Any notion that star turns at this fest were going to be limited to guys named Ibrahim and Mohamed was rudely disposed of with the summoning to the rostrum of the Reverend Graylan Hagler. The “Senior Minister” of Washington’s Plymouth Congressional United Church of Christ and National President of the far Left “Ministers for Racial, Social and Economic Justice,” Hagler is a past-master at anti-Israel demagoguery. of the most extreme order and no slouch at calling for the Jewish state’s destruction. Only those with short memories will have forgotten his having told an anti-Israel rally just a few years back that he was “so glad the silence is over, and just like the days in the anti-apartheid movement, we’re going to stand up together until we dismantle the State of Israel.”
Having been burned for that remark, the “Reverend” was a bit more circumspect on this Al-Quds Day, but no less malevolent. “You don’t need to be in Palestine to resist the structures of evil because the structures of evil have tentacles all over the world…,” he told the Sheridan Square claque. “And we’ve got to continue to resist settlements being placed on Palestinian territory. It’s all against international law. It’s against moral law and it’s against the law of God…”

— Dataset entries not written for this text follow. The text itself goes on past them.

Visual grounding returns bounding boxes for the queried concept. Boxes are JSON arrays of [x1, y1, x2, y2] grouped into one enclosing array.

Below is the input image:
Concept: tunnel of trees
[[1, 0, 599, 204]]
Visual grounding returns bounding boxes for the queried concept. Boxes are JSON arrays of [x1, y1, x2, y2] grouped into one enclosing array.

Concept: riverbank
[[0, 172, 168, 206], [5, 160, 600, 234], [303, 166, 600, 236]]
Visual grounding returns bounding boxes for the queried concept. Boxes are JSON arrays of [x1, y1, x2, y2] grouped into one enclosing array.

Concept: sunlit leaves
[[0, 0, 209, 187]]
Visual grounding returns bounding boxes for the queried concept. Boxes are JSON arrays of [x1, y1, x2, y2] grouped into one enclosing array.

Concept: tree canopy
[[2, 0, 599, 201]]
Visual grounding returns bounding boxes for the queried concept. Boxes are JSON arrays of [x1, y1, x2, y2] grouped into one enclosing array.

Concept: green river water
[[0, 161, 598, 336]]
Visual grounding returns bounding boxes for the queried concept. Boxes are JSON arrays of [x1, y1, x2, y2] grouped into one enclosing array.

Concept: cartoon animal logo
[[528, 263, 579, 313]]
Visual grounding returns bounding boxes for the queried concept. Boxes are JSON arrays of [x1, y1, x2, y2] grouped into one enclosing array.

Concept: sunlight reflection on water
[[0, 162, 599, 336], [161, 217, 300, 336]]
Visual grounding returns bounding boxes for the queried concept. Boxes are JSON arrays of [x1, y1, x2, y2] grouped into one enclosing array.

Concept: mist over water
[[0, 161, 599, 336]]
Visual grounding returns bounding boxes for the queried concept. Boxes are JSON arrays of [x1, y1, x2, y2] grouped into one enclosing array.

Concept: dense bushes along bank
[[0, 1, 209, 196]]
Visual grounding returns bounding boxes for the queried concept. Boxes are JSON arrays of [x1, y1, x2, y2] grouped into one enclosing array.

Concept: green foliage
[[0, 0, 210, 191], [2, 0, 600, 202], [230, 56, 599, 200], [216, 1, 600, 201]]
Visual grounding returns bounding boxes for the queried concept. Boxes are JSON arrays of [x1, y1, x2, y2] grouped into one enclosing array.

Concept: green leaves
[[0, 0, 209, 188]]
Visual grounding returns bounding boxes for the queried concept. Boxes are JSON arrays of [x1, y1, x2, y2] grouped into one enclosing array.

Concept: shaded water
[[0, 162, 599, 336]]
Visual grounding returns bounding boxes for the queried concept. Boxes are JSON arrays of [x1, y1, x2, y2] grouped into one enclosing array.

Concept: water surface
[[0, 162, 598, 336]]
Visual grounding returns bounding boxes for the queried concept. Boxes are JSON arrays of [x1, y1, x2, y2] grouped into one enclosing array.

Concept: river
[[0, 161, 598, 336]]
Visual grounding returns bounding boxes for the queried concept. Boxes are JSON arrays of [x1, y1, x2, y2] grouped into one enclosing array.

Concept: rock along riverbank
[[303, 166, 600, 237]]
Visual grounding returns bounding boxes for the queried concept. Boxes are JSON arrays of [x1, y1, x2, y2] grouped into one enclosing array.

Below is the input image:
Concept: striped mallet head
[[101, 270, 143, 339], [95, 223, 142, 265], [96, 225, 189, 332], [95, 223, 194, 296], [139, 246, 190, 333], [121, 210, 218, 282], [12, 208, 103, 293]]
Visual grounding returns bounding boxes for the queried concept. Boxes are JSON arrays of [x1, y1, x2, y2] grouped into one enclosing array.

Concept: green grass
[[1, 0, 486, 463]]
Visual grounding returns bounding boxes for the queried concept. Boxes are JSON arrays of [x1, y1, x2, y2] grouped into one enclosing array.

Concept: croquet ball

And so it went with speaker after speaker ranting, raging and rapping as posters warning “Zionists, Hizbollah is coming for you” and charging “Israel is committing genocide, U.S. helping on the side” were being waved at the television cameras. What the Reverend Hagler knows about “the law of God” would be seriously laughable if what he thinks he knows wasn’t so grotesque. How a patricidal lynch bomb, assembled not by a mullah or a mosque leader, but by a public state employee, was empowered to strut its stuff under the rubric of “freedom of expression” is another matter, one that calls for some very tall explaining.